La fuente original debe ser transformada

Buddha_meditating[1]

La fuente original debe ser transformada

Cuando Maulingaputta acudió ante Buda por primera vez le planteó muchas preguntas.

Buda dijo, “¿Las estás planteando para resolver las preguntas o las estás planteando para obtener respuestas?”.

Maulingaputta dijo, “¡He venido a hacerte preguntas y tú empiezas a preguntarme! Deja que lo piense, deja que reflexione”. Reflexionó sobre ello y al segundo día le dijo, “Realmente, he venido para resolverlas”.

Buda le dijo, “¿Has planteado esas mismas preguntas a alguien más?”.

Maulingaputta dijo, “Las he estado planteando continuamente a todo el mundo durante treinta años”.

Buda dijo, “Planteándolas durante treinta años debes de haber obtenido muchas, muchas, muchas respuestas. Pero, ¿han resultado ser la respuesta?”.

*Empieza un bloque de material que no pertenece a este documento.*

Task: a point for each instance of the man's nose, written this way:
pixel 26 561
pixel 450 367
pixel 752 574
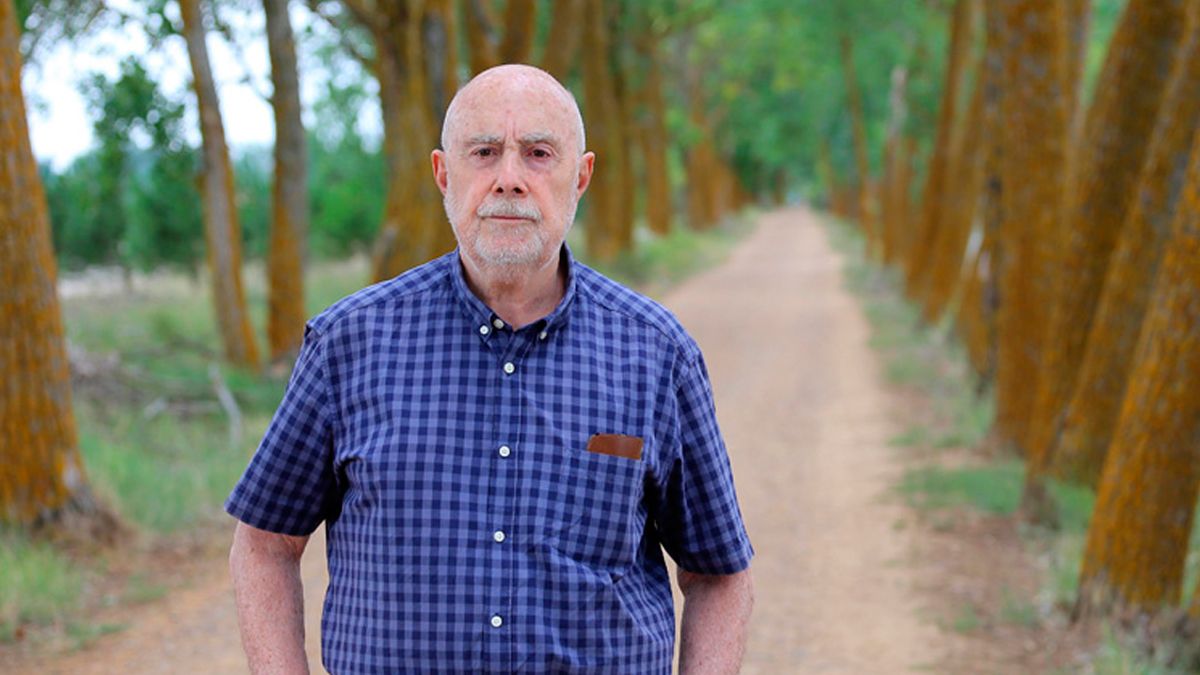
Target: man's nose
pixel 510 179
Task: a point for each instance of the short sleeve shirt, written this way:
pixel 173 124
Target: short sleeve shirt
pixel 498 500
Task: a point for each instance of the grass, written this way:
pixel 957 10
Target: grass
pixel 927 359
pixel 39 584
pixel 157 446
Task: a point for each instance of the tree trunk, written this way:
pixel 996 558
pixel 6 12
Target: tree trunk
pixel 519 27
pixel 1079 19
pixel 653 135
pixel 565 29
pixel 1103 375
pixel 959 213
pixel 289 196
pixel 1033 174
pixel 414 227
pixel 41 476
pixel 221 227
pixel 976 312
pixel 1138 539
pixel 481 47
pixel 934 195
pixel 991 255
pixel 1117 132
pixel 605 238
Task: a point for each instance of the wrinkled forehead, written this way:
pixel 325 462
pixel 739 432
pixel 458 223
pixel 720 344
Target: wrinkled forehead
pixel 493 107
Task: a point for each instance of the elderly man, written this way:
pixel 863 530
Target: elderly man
pixel 501 443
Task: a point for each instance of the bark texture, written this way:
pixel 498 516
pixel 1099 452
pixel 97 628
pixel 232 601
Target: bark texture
pixel 610 219
pixel 1104 371
pixel 958 214
pixel 1138 539
pixel 934 192
pixel 565 28
pixel 222 232
pixel 289 192
pixel 414 228
pixel 1117 132
pixel 1033 174
pixel 42 472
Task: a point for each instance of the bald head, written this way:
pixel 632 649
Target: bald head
pixel 511 82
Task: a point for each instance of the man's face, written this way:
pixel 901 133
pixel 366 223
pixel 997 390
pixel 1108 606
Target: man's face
pixel 511 174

Maulingaputta dijo, “¡Ninguna!”.

Entonces Buda le dijo, “No te daré ninguna respuesta. Ya se te han dado muchas respuestas en treinta años de plantear preguntas. Yo puedo añadir algunas más, pero eso no te servirá de nada. Así que te daré la solución, no la respuesta”.

Maulingaputta dijo, “De acuerdo, dámela”.

Pero Buda dijo, “No puedo dártela yo; ha de crecer en ti. Permanece pues conmigo durante un año, en silencio. No se te permitirá ni una sola pregunta. Permanece totalmente silencioso, quédate conmigo, y después de un año podrás preguntar. Entonces te daré la respuesta”.

Sariputta, el discípulo más importante de Buda, estaba sentado cerca, debajo de un árbol. Empezó a reír. Maulingaputta preguntó, “¿Por qué se ríe Sariputta? ¿Es que hay algo de qué reírse?”.

Sariputta dijo, “Pregunta ahora si tienes algo que preguntar; no esperes un año. Nosotros hemos sido engañados. Esto me ha sucedido a mí también, porque después de un año, nadie pregunta. Si has permanecido totalmente en silencio durante un año, entonces el origen mismo del preguntar, desaparece. ¡Y este hombre es un tramposo! Este hombre es muy tramposo”, dijo Sariputta. “Después del año, no te dará respuesta alguna”.

A lo que Buda dijo, “Seré fiel a mi promesa, Sariputta. He sido fiel a mi promesa contigo también. No es mi culpa que tú no preguntes”.

Pasó un año y Maulingaputta permaneció en silencio. Meditaba en silencio y se hacía más y más silencioso exteriormente e interiormente. Entonces se convirtió en un estanque de silencio, sin vibraciones, sin ondas. Se olvidó de que había pasado un año. El día en que tenía que preguntar había llegado, pero él se había olvidado de sí mismo.

Buda le dijo, “Solía haber por aquí un hombre llamado Maulingaputta. ¿Dónde está? Vino a plantear algunas preguntas. Ha pasado un año. El día ha llegado, así que él ha de acudir ante mí”. Había diez mil monjes allí y todo el mundo trataba de descubrir dónde estaba Maulingaputta. ¡Y Maulingaputta también trataba de descubrir dónde estaba él mismo!
Buda le llamó y le dijo, “¿Qué buscas a tu alrededor? Tú eres el hombre. Y yo he de cumplir mi promesa, así que pregunta y te daré la respuesta”.

Maulingaputta dijo, “El que iba a preguntar está muerto; por eso es que estaba mirando a mi alrededor para ver dónde estaba ese hombre, Maulingaputta. Yo también he oído su nombre, pero hace mucho que él se ha ido”.